Always. He would then take a walk and disappear to meet with friends at
4:00. They discuss dinosaur-age politics over tea and argue about the price
of "ghand-o- shekar", the exchange rate and what not.
That day I was again being chased by the bully, jeering and laughing
over yet another glorious triumph. I was rubbing my head from the fresh
smack and trying to hold back tears. Suddenly, out of the blue, my grandfather
appeared. The bully was not aware of my hero approaching from behind. All
of a sudden Aghajoon grabbed the bully's collar and with a quick shake turned
him around -- kind of Jackie Chan style -- and slapped him on the cheek.
Hallelujah! Glory, glory!
"Tuleh sag-e valadezenaa! Ye baar bet nagoftam invaraa paydaat sheh
cheh balaayie saret miaaram? Mageh aazaar daari sar be sar bachehaa mizari
tane lash? Boro taa pedareto dar niavordam!"
A true Kodak moment! The bully was petrified. I would have thought he
would pee in his pants. But heck, the shock was too great even for that.
As he struggled to get away from my grandfather, he slipped and tripped
over his bike and went head down for the asphalt, but his pants did not
want to go with him as the leg caught the chain and ripped like paper. Now
THAT did not go with the image of great Mongolian warriors!

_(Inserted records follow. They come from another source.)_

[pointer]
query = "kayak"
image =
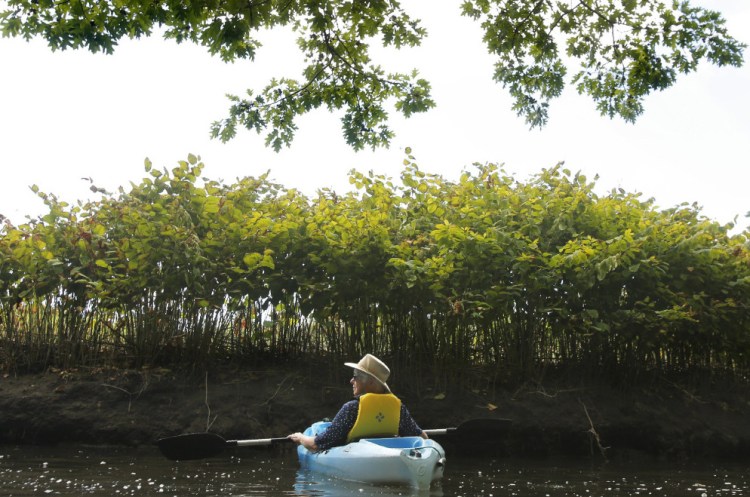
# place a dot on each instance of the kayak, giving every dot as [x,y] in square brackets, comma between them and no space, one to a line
[412,461]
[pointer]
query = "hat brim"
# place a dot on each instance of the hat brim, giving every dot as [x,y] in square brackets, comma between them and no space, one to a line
[356,366]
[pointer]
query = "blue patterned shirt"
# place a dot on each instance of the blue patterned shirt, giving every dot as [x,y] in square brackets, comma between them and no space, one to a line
[344,421]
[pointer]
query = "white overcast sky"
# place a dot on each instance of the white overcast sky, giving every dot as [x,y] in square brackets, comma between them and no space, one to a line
[71,115]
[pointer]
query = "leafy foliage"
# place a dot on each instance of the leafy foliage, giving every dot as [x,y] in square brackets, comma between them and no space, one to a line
[622,50]
[488,271]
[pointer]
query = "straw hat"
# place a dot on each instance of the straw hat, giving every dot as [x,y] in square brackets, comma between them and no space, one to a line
[373,367]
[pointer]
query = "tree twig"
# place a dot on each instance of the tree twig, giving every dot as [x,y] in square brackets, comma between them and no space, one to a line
[592,431]
[209,422]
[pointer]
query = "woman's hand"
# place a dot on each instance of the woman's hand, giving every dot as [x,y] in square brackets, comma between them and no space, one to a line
[304,440]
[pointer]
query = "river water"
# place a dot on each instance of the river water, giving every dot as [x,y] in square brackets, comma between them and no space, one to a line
[97,471]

I jumped with glee and ran to my grand father. With my hands on my waist,
raising a James Bond sort of eyebrow, trying to act much tougher and much
cooler than I really was, I repeated:
"Aareh, tuleh-e sag-e valadezena, ye baar digeh in varaa peydaat
The bully stood up squinting his sharp eyes at me. Though he would not
move toward me, he was not running away either. What gives?! Puffing up
my chest I turned to see if Aghajoon had another slap in the bag for him.
With a speed I had never imagined myself capable of, I set out for the opposite
direction. Aghajoon had vanished just as mysteriously as he had appeared!